There are three key tenets of continuous monitoring:

1) Aggregate diverse data

Combine data from multiple sources generated by different products/vendors and organizations in real time.

2) Maintain real-time awareness

Utilize real-time dashboards to identify and track statistics and attacks. Use real time alerting for anomalies and system changes.

3) Create real time data searches

Develop and automate searches across unrelated datasets to identify the IP addresses from which attacks were originating. Transform data into actionable intelligence by analyzing data to identify specific IP addresses from which attacks originated and terminated hostile traffic.

 

2.9 DENIAL-OF-SERVICE PLAN

Denial-of-Service (DoS) attacks are so common it is when not if.

 

2.10 GLOBAL THREAT MONITORING

Consider implementing security tools, firewalls, and intrusion detection systems that subscribe to a reputable worldwide threat management service or matrix. These services detect new and zero-day attacks that might start somewhere across the globe and then transmit the patch, fix, or mitigation of that new threat to all worldwide subscribers immediately.

 

2.11 CHANGE CONTROL (Part of CR process)

When each new cloud service is ordered and automated provisioning is completed, an automated process should also be utilized to process change controls that can also feed or monitor be security operations. Here are some recommendations:

  1. Avoid all manual processes that might slow or inhibit the automated ordering and provisioning capabilities of the cloud platform.
  2. When new IaaS VMs are brought online they enter into the change control system as an “automatic approval.” This immediately adds the change to the database and can be used to trigger further notifications to appropriate operational staff or trigger automatic security or inventory scanning tools.
  3. Utilize preapproved VM templates, applications, and network configurations for all automatically provisioned cloud services.
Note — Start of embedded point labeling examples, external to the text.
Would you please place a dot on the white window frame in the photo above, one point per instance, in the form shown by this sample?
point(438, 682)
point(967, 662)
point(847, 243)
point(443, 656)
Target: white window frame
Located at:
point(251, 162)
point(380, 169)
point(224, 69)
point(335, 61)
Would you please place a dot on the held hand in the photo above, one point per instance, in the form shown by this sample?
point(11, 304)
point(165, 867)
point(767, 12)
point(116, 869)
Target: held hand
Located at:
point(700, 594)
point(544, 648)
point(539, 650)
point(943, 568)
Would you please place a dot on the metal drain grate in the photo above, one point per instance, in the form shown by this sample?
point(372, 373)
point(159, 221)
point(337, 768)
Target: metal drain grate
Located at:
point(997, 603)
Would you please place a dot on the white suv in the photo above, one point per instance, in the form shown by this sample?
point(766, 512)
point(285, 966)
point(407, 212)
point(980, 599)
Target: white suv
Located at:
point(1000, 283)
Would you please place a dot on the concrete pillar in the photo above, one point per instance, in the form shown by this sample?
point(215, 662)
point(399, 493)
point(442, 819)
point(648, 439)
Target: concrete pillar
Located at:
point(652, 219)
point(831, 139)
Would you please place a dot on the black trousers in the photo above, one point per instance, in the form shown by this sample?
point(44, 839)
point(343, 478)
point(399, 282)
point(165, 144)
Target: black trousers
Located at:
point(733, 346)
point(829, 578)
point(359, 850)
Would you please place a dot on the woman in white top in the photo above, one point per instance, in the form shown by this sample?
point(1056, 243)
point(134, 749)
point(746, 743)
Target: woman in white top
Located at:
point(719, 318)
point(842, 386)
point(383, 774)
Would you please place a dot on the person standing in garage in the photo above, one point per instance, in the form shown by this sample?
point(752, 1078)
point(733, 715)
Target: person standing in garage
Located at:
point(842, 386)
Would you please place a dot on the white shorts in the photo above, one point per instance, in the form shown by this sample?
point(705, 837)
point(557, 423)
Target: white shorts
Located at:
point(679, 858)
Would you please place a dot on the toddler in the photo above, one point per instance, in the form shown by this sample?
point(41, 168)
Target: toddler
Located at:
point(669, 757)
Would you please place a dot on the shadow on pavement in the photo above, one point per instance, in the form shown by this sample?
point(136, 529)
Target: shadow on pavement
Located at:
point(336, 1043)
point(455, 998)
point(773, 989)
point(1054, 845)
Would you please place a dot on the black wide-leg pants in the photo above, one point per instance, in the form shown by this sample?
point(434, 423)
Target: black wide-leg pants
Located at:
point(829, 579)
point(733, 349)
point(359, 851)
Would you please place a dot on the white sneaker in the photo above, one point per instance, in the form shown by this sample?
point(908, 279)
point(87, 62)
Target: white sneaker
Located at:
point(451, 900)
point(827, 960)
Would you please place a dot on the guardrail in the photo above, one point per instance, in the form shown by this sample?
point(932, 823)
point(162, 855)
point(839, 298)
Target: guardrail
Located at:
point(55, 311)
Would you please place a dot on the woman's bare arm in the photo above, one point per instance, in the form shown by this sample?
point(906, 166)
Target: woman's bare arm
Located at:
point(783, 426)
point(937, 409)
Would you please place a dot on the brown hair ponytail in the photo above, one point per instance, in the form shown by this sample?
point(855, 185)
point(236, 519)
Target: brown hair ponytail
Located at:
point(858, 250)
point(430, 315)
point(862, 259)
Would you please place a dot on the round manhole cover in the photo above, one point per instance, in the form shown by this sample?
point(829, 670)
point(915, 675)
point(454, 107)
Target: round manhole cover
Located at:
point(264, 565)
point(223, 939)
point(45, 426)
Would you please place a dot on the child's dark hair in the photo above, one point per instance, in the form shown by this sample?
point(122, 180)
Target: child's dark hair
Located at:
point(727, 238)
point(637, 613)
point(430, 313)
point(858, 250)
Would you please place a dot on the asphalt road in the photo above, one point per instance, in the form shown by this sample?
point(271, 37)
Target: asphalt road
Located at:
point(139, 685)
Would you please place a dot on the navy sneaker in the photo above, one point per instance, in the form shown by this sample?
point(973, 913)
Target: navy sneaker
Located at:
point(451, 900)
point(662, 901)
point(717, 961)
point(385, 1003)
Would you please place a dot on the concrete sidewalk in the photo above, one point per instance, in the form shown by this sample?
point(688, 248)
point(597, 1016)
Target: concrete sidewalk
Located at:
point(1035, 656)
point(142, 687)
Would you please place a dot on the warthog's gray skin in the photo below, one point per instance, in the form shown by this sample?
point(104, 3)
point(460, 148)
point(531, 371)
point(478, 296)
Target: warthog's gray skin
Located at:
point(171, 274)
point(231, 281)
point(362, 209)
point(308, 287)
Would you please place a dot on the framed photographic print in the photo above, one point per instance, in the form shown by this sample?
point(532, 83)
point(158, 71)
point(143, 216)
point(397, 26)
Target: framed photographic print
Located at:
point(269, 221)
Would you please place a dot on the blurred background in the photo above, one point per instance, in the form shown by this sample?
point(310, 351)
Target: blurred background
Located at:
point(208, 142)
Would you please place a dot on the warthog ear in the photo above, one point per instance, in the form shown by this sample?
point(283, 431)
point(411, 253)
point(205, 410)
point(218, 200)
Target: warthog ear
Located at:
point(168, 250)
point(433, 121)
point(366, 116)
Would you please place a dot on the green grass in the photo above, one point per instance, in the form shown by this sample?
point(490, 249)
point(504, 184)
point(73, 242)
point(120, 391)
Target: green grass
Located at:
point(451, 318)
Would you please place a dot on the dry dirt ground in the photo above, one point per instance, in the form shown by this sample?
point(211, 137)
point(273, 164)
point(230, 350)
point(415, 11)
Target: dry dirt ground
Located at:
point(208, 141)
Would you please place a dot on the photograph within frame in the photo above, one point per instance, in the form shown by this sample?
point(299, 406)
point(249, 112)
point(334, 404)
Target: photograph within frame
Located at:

Avoid manual change control processes and approvals in the cloud ordering process.
  4. Record all VMs, OS, and application patching, updates and restores in the change control database.

SI's should work with Client and other vendors within the context of a Security Committee, to ensure that these 11 issues are handled by Security Best Practices, implemented, documented and reviewed during the life cycle of the project.